Published: Monday, April 16, 2012

Updated: Monday, April 16, 2012

brockobama

Obama was surprised when the Supreme Court did not pass the Affordable Care Act.

Have strong views on the separation of church and state? You’re not alone. But what about the separation of powers within a government?

We all are aware of the political divisions in government, but less aware and adamant on the foundational, systematic divisions of governance – a key to keeping America a constitutional republic with an equal balance of power.

Remember the three branches of government? Executive, legislative and judicial. The President, Congress and Supreme Court of the United States.

Following the end of oral arguments in the Supreme Court concerning the Affordable Care Act (ACA), President Obama’s health care bill, the president said that he didn’t believe the Supreme Court would take “an unprecedented, extraordinary step of overturning a law that was passed by a strong majority of a democratically elected Congress.”

There are only a few problems with his remarks.

First, the House passed the health care law in March 2010 by a 219 to 212 margin.

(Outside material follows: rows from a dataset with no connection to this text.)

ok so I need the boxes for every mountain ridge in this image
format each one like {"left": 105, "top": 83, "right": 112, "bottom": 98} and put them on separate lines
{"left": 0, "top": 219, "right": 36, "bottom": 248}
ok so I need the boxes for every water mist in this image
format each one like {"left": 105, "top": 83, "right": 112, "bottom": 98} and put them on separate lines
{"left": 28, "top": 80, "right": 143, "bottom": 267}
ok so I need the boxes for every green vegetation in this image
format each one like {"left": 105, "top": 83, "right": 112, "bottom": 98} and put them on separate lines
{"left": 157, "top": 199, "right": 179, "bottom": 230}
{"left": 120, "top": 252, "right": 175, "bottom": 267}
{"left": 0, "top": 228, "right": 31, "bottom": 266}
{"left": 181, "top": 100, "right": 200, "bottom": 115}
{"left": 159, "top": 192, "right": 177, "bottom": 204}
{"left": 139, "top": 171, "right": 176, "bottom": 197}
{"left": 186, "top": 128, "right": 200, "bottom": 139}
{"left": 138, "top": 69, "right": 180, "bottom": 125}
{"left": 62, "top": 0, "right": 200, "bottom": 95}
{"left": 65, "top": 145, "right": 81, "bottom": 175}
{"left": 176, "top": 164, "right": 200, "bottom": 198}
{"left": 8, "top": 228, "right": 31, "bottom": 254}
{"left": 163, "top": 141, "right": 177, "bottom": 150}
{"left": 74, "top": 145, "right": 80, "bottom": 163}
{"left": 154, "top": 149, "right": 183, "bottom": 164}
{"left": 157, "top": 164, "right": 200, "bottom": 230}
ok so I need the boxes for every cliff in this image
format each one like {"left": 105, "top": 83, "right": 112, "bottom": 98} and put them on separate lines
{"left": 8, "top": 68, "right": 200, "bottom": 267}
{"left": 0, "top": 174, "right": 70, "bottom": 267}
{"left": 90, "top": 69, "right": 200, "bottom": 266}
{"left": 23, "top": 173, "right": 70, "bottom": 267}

Hardly a “strong majority,” with every single Republican – and 34 Democrats – voting against it.

Second, the health care law has and will continue to remain unpopular with a strong majority of Americans. A recent Gallup poll shows that 72 percent believe the bill’s individual mandate is unconstitutional, and the law is only popular with 36 percent of those surveyed in a CBS/New York Times poll.

Third, the whole point of the Supreme Court is to ensure the constitutionality of bills passed by Congress and signed by the president, which is something we hope President Obama taught during his time as a constitutional law professor.

The White House has had a difficult time explaining and defending President Obama’s comments since, obviously, it would not be unprecedented for the Supreme Court to overturn a law based on its constitutionality.

On the grounds of having majority support, the law continues to drop in popularity. A Pew Research Center survey found that 23 percent of those surveyed had a less favorable view of the Affordable Care Act at the end of oral arguments in court, with only 7 percent leaving with a more favorable view.

President Obama has every right to try and tout the health care law as landmark legislation passed during his administration. It’s his baby, so naturally he wants to protect it.

However, President Obama has no business telling the American people (or in this case, the Supreme Court) that the Supreme Court should not do its job and judge the law based on its own constitutional merits just because they could potentially differ from his own.

The governing body of the nation was broken up into the three parts so that no one part had more power than the others. When the executive branch tries to suggest (some would say pressure) the judicial branch to rule a particular way, the balance is distorted.

It seems most agree that keeping checks and balances in government is the right way to go. An Easter Rasmussen poll shows that only 15 percent of those surveyed believe that the Supreme Court places too many restrictions on government activity, with twice as many thinking that the court doesn’t place enough restrictions.

No one wants a cat and mouse game between Congress and the President, or the President and the Supreme Court. But we do want the system to operate as it was designed to – which requires checks and balances.

Both parties are scrambling with back-up plans on what to do if the law is either upheld or overturned by the Supreme Court in June. Until then, both can show their support for the foundational division of power that helps keep our government in check. If they don’t, we have the power to vote them out of office come November.